GeneLab_999

Posted on Feb 4

ComfyUI-AceMusic: The First Full Implementation of ACE-Step 1.5 Features That "Weren't Yet Supported"

#ai #news #python #showdev

TL;DR

On February 3rd, 2026, the official ComfyUI blog announced ACE-Step 1.5 support with a notable caveat: "Cover, Repaint, and other features aren't yet supported in ComfyUI."

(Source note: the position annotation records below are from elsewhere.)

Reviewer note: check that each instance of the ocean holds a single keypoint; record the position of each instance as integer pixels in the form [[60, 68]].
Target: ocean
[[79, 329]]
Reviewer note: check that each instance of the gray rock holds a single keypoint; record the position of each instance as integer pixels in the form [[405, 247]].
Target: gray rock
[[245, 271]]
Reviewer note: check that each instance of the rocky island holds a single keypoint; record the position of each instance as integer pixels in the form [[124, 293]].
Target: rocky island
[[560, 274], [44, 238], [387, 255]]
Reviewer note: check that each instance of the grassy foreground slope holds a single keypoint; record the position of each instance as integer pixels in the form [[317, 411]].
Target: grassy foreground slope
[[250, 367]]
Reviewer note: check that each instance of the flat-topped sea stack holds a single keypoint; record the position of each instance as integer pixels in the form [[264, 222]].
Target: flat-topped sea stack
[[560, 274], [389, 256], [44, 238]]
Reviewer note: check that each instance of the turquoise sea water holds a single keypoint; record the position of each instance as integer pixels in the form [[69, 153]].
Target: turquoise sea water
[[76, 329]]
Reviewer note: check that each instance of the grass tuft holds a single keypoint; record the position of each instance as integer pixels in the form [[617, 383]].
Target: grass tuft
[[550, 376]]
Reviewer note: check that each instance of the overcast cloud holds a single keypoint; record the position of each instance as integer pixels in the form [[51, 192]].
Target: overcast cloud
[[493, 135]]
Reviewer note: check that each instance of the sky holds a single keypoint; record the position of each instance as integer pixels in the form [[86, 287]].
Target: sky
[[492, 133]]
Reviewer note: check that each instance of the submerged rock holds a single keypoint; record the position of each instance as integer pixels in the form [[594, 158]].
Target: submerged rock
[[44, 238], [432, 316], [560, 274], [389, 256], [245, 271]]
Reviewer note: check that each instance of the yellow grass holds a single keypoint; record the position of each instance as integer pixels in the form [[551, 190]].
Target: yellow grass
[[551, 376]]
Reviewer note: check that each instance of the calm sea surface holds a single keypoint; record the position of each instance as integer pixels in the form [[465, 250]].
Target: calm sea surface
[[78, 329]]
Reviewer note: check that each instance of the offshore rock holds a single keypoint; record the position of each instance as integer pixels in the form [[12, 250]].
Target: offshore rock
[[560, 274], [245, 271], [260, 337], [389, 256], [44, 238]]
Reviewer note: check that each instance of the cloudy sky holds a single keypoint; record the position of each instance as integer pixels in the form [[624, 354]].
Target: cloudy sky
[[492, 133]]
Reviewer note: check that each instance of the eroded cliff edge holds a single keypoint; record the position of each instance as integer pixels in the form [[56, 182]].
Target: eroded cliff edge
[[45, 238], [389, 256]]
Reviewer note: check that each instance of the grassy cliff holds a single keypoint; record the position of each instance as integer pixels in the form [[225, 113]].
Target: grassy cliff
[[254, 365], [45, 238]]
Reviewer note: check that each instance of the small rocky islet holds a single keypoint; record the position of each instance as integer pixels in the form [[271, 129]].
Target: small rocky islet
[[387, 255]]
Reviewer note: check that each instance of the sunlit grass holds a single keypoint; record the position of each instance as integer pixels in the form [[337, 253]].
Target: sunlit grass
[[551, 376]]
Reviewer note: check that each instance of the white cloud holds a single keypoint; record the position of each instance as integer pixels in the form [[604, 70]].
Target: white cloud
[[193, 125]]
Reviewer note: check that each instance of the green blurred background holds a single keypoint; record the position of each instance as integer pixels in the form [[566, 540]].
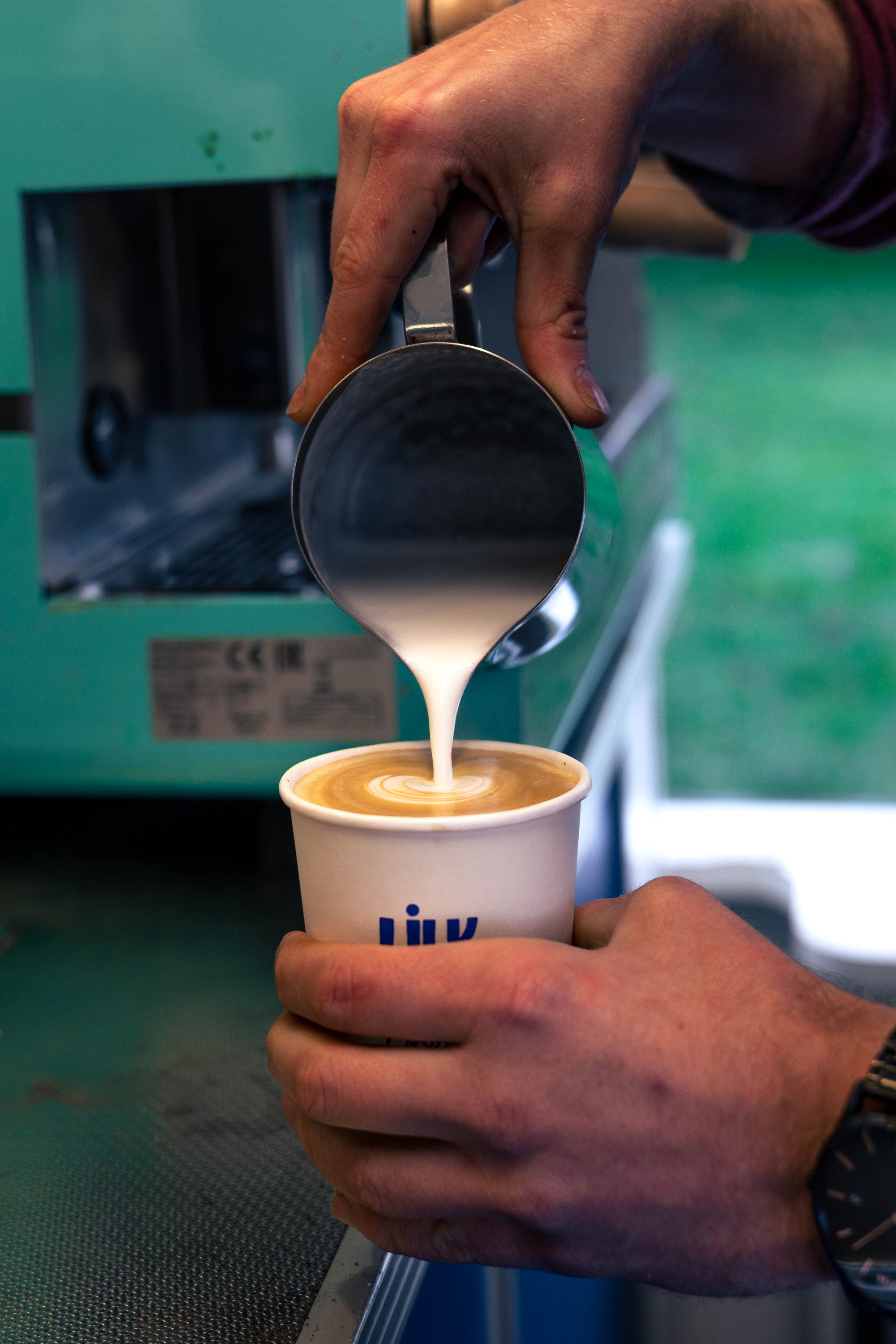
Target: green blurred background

The next day, I released ComfyUI-AceMusic — a complete implementation of all 15 ACE-Step 1.5 features as ComfyUI nodes.

Key highlights:

World-first: Full Cover, Repaint, Edit, Retake, Extend support in ComfyUI
15 nodes covering every ACE-Step 1.5 capability
Modular architecture that eliminates widget ordering issues
Windows + Python 3.13+ compatible using soundfile/scipy instead of problematic torchaudio backends
HeartMuLa interoperability for hybrid AI music workflows

GitHub: github.com/hiroki-abe-58/ComfyUI-AceMusic

The Problem: Official Support Was Incomplete

ACE-Step 1.5 is a game-changer for open-source music generation. It outperforms most commercial alternatives, runs on consumer hardware (4GB VRAM), and generates full songs in under 10 seconds on an RTX 3090.

When ComfyUI announced native support, the community was excited. But there was a catch.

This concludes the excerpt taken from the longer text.